Die ausschlaggebenden Beweise liefert aber – ohne es zu wissen – die Ehefrau des Angeklagten. Bei einer Telefonüberwachung können Beamte mithören, wie sie mehreren Freunden von der Brandstiftung erzählt. Während die aufgezeichneten Gespräche durch den Sitzungssaal hallen, schlägt der Münchner die Hände über seinem Kopf zusammen. Das entgeht dem Richter nicht. Er legt ihm daraufhin nahe, mit der Wahrheit herauszurücken. Nach kurzer Bedenkzeit gesteht der Lagerist dann, zumindest das Gartenhaus angezündet zu haben. „Er wollte niemanden verletzen“, betont sein Anwalt. Das sieht auch das Gericht so.
Kurze Zündschnur: Mann verliert wohl schnell die Beherrschung
Als Zündelei wollen Richter und Staatsanwältin den Vorfall aber nicht abtun.
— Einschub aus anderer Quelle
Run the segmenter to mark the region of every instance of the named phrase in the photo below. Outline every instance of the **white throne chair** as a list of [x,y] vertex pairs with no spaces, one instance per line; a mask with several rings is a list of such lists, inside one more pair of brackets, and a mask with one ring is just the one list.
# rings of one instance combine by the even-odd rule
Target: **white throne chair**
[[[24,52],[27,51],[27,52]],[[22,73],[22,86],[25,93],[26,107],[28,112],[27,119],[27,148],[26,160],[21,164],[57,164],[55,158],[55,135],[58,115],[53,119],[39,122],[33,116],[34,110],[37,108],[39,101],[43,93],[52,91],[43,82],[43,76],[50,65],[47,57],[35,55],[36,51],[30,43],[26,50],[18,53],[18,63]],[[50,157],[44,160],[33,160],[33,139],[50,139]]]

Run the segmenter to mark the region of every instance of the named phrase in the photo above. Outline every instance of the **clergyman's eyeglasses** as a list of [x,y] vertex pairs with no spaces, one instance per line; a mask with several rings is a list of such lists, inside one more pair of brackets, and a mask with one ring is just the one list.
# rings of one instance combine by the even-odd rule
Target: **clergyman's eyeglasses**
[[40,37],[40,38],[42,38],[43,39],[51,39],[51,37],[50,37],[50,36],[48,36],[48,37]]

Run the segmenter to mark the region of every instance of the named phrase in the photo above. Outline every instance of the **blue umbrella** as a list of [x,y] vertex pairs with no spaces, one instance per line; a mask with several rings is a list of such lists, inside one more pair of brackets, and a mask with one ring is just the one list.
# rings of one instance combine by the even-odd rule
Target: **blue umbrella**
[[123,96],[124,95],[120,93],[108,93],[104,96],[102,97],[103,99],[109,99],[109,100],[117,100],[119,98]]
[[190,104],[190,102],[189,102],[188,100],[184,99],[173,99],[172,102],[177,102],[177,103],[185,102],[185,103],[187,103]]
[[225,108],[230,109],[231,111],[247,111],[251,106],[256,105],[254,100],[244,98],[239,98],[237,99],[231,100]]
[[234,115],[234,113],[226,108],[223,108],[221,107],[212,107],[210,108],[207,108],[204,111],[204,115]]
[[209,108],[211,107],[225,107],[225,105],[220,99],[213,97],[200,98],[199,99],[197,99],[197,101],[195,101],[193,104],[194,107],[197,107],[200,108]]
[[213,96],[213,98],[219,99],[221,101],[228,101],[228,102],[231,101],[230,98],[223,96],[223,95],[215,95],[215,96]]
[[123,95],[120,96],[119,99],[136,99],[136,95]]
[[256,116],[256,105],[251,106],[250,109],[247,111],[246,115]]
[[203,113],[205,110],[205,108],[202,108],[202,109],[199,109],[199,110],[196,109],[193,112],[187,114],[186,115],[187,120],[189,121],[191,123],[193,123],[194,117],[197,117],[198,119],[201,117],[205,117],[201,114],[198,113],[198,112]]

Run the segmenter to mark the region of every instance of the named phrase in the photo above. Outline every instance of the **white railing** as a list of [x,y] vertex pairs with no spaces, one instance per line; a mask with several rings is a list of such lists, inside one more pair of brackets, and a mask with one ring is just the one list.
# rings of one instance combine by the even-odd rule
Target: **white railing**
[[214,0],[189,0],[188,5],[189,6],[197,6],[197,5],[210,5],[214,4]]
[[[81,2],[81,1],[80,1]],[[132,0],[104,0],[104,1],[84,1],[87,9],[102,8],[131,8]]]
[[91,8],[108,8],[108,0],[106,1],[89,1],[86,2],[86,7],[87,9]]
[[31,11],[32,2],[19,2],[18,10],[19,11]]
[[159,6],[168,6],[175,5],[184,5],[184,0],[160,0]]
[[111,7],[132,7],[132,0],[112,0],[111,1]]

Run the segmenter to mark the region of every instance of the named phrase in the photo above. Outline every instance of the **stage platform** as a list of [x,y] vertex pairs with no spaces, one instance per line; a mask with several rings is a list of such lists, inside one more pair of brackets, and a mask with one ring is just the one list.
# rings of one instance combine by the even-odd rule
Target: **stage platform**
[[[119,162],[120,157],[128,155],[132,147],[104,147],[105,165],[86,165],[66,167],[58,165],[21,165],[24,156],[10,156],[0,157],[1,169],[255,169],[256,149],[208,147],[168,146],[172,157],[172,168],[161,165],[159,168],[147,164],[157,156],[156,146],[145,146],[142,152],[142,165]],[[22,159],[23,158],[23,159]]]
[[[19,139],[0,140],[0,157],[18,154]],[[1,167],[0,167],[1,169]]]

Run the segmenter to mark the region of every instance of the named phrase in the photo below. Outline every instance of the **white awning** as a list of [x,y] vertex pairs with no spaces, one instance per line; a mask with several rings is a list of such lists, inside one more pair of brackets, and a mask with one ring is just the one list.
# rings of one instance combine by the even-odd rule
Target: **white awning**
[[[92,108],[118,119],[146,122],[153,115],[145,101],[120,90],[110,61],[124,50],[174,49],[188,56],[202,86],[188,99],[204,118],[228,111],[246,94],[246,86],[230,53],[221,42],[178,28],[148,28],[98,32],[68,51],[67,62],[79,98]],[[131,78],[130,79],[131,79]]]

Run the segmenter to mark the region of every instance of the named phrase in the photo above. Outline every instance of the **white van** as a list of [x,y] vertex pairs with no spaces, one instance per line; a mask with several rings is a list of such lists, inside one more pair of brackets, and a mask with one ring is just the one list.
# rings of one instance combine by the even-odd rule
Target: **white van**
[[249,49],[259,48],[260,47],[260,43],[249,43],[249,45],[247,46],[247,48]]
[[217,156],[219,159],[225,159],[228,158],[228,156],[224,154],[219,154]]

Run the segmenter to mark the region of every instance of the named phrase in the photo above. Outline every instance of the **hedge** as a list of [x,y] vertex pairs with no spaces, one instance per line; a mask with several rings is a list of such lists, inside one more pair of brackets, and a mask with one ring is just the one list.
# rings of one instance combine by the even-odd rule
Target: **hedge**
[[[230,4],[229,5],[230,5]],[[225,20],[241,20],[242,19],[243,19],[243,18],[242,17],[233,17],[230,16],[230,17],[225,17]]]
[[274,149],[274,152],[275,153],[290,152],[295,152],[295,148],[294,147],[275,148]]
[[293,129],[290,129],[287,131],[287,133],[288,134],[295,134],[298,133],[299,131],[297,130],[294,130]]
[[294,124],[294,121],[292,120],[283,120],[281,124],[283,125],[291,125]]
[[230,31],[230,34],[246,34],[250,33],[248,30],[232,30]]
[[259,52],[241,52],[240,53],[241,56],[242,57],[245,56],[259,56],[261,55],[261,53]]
Schließlich habe sich schon vor dem Brand gezeigt, dass der Münchner eine sehr kurze Zündschnur hat, so die Anklagevertreterin. Sie deutet damit auf einen Vorfall im Jahr 2021 hin.
Damals steckte der Mann mit dem Auto in einer Baustelle fest, woraufhin er einen Arbeiter mit einer Waffe bedrohte. Seinen Führerschein musste er deshalb abgeben. Im Urteil kritisiert der Richter das Verhalten des Angeklagten. „Sie kennen keine Grenzen.“ Er verurteilt den Mann zu einer Haftstrafe von einem Jahr und acht Monaten.